PREPARATION FOR CLASS:

1)   Bring a Ziploc bag of REALLY tasty treats. Generally, this means small pieces of meat, cheese or anything else the puppy really likes. The puppy should not get this particular treat at home, only during these special training classes.

2)   Fast the puppy – no food – on the day of the class. Water is fine. You can feed a small meal afterwards. We want the pup hungry enough to totally focus on a food treat, even if very distracted.

3)   Wear casual clothing so that you can get down on the floor with the puppy, and have no problem with dog hair from hugging puppies.

4)   Bring a nylon head collar or flat neck collar and a 4-6 ft leash.  Do not bring the dog in a slip or prong collar.  Head halters are encouraged for larger, more active puppies.

5)   Arrive early enough to take the dog for a brisk walk before class.  Try to get the pup to eliminate before class (Bring poop baggies in your pocket.), and release a little nervous energy.  Please give one treat when getting in the car, and one as you arrive in the parking lot.

6)   Attempt to bring the entire family to class. Any child under 5 will need an adult dedicated to watching that child. (i.e. someone other than the primary puppy handler.)  Children, ages 5 and 12, are very HELPFUL in class, since one of the goals is to teach puppies to be comfortable around kids. The kid's role will be to give at least one treat to each dog in class, as long as the dog accepts the treat gently.[1]
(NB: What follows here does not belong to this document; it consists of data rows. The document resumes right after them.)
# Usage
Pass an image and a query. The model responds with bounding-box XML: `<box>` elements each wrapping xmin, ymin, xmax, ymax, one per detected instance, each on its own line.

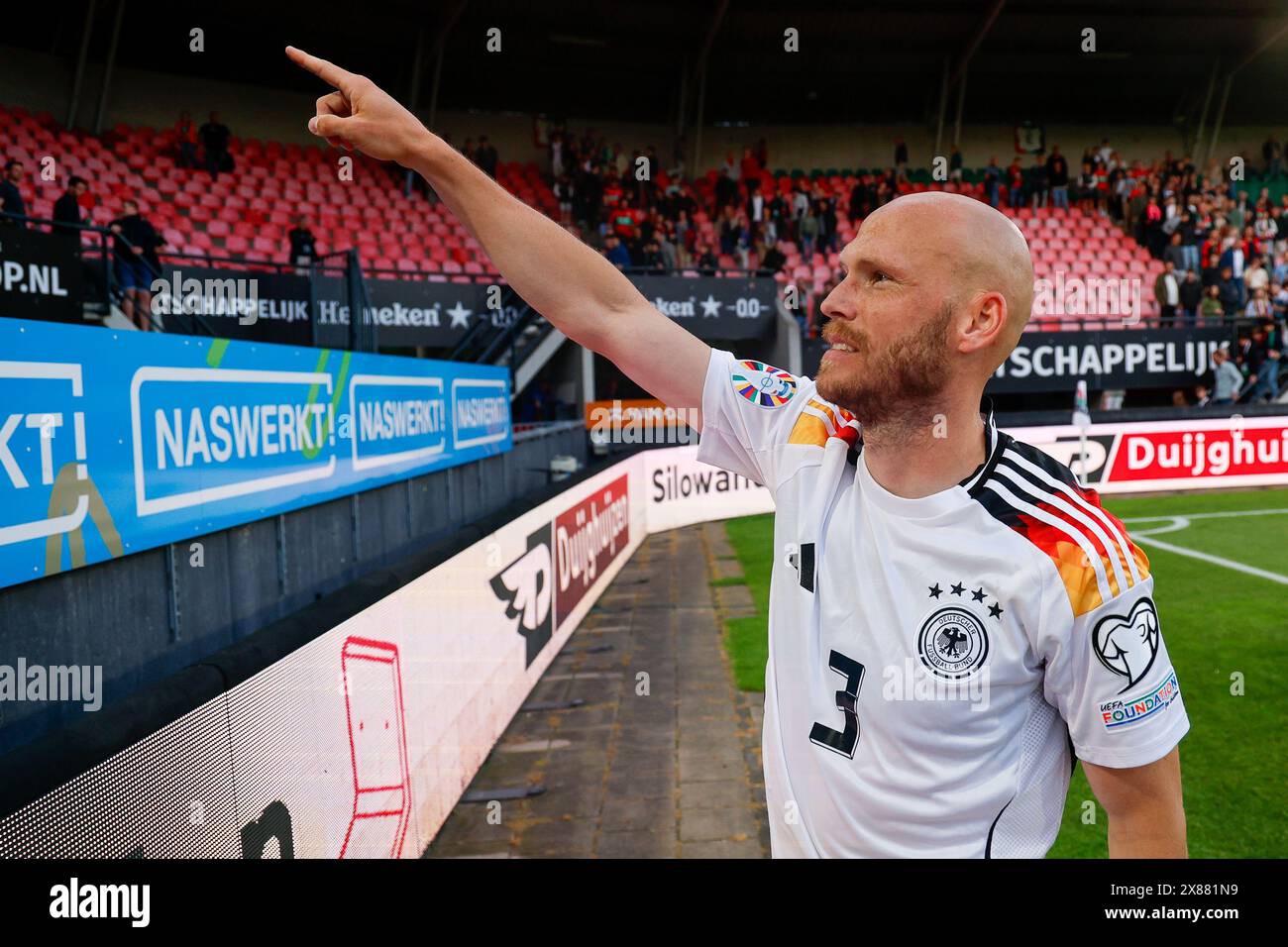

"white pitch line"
<box><xmin>1132</xmin><ymin>517</ymin><xmax>1190</xmax><ymax>539</ymax></box>
<box><xmin>1124</xmin><ymin>509</ymin><xmax>1288</xmax><ymax>523</ymax></box>
<box><xmin>1136</xmin><ymin>533</ymin><xmax>1288</xmax><ymax>585</ymax></box>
7)   Do not bring the pup to class if acting sick, coughing, or if diarrhea is present.  However, we DO recommend that you come without the pup to see what is learned, so you can work with the pet at home.  If YOU cannot come, try to find someone else to bring the pup.  Makeup for missed classes if allowed until the dog's adult canine teeth come in.

[1] If a dog is too rough taking treats, close your hand around the treat, and slowly open the hand only if the dog is gentle.  The dog has to learn the quickest way to get the food is to be gentle.